En
1896, Maurice Andreossi ouvrait, dans l'ancien diorama de
l'avenue du Mail, l'Alpineum, le premier cinéma de Genève et
de Suisse. Une ouverture rendue possible par les recherches et
les découvertes des pionniers de cette nouvelle technique
pleine de promesses. Si les noms de Lumière ou d'Edison sont
les plus fréquemment cités comme pères du cinéma, il ne faut
pas oublier Casimir Sivan*, enfant de Carouge, dont les
inventions ont contribué au développement de cette nouvelle
technologie.
La
première mention d'une salle de cinéma à Carouge date du 30
mai 1912. Une réclame insérée dans Le Carougeois annonce
l'ouverture prochaine de l'Idéal-Cinéma, à la Place du
Marché. Cette salle "aménagée et spacieuse" offre
tous les soirs dès le 6 juin 1912 des spectacles de famille.
Son propriétaire, Jean Beltrami, qui possède aussi la
Brasserie du Pont-Neuf, se fait en effet un devoir, lors du
choix de ses films "(..) d'éliminer tout ce qui lui
[paraît] contraire à la simple décence ou au simple bon
goût". Le premier programme commençait avec un
documentaire L'Oasis de Gabès, se continuait avec Le
Fils du bretteur, un film plein d'émotion, pour se
poursuivre avec les "désopilants tableaux" de Une
Bonne neurasthénique ou de Pris à son propre piège. Ces
projections durèrent jusqu'au 5 octobre 1912, date à laquelle,
lors d'une séance, un film prit feu et incendia le velours
placé au-dessus de la cabine de l'opérateur. Grâce aux
mesures de sécurité prises lors de la construction du
pavillon, la salle fut évacuée en quelques minutes et le
mobilier entièrement sauvé. Seul le projectionniste fut très
légèrement brûlé. En revanche, l'Idéal-Cinéma avait vécu.
Ce n'est qu'en avril de l'année suivante que le même Jean
Beltrami inaugure une nouvelle salle, le Chanteclair-Cinéma.

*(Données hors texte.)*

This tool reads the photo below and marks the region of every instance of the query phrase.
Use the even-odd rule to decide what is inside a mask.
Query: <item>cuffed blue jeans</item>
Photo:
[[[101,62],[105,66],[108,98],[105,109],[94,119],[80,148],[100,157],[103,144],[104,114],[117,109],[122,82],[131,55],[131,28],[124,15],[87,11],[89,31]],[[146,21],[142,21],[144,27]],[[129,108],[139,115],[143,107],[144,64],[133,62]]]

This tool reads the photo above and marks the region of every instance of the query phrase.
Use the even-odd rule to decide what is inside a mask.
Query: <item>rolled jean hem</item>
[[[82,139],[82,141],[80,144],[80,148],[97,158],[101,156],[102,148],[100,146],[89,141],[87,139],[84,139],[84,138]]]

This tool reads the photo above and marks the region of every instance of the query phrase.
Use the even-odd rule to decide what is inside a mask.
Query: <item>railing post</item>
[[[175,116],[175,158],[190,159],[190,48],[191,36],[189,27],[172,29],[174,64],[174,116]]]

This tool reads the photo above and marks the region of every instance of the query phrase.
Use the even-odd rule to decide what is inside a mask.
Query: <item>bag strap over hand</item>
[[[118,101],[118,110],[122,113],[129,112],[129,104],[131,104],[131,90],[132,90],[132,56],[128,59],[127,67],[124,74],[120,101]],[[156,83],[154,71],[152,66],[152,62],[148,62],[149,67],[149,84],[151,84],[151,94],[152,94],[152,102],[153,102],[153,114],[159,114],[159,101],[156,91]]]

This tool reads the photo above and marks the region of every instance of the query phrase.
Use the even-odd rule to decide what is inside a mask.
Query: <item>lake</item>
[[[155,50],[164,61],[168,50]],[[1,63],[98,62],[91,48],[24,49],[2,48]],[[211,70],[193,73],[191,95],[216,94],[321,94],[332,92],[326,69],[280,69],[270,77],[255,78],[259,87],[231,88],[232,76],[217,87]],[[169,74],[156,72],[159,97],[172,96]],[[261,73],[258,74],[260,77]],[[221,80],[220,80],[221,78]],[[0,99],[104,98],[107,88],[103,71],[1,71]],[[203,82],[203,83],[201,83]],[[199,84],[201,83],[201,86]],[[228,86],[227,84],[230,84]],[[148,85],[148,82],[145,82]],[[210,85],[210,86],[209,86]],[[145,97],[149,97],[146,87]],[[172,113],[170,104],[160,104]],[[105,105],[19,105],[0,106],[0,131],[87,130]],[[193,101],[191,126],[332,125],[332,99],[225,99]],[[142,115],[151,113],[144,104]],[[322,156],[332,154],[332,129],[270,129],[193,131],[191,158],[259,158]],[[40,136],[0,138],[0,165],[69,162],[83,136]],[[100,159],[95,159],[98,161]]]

Dès le 13 avril 1913, et semaine après semaine, Le
Carougeois publiera le programme des séances sous la forme
d'articles démontrant tous les efforts entrepris par la
direction pour fournir aux spectateurs des "films de
nouveauté" et incitant les Carougeois à venir
nombreux soutenir cet établissement. Parmi les "nouveautés",
on peut citer Théodora, Les Noces d'or, La Femme de
l'anarchiste, Au bord de l'abîme, Patachon somnambule ou
encore Le Forçat "(..) [un] film d'une longueur
de 1550 mètres [qui] tient à lui seul l'écran pendant
près d'une heure et demie". La dernière réclame pour
le Chanteclair-Cinéma parait le 21 janvier 1915. Les
projections ont-elles continué durant la guerre? Aucune
réponse ne figure dans les documents consultés. Ce n'est qu'en
1920 que le Chanteclair réapparaît dans la presse locale sous
le nom de Cinéma-Carouge puis de Cinéma-Carouge Chanteclair ou
Cinéma Chanteclair. Il était situé à l'angle de la place du
Marché et de la rue Saint-Joseph. Les projections se
poursuivent jusqu'à la fin de l'année 1921, date après
laquelle nous ne trouvons plus mention de cette salle de
spectacle.
En
1920, le Département des travaux publics accorde à la
Société Saint Augustin l'autorisation de construire une cabine
cinématographique dans une salle située près de la chapelle
de la Persécution. Le service d'hygiène demanda à cette
occasion que l'on place dans la salle "(..) un matériel
de secours dit de premier secours, soit: un col de cygne, une
clé de bouche à eau, une lance et environ 60 à 70 mètres de
course, le tout étant réduit dans une armoire ad hoc". Preuve
qu'une séance pouvait engendrer alors bien des catastrophes! On
ne sait malheureusement pas combien de temps durèrent les
projections et quels films eurent l'honneur de celles-ci.
En
1926, la Commune loue, pour une durée de six mois, la Salle des
Fêtes du Stand à la société Cinéo. Celle-ci s'engage à
verser mensuellement un loyer de cent cinquante francs et à
prendre à ses frais l'entretien et l'aménagement de la salle.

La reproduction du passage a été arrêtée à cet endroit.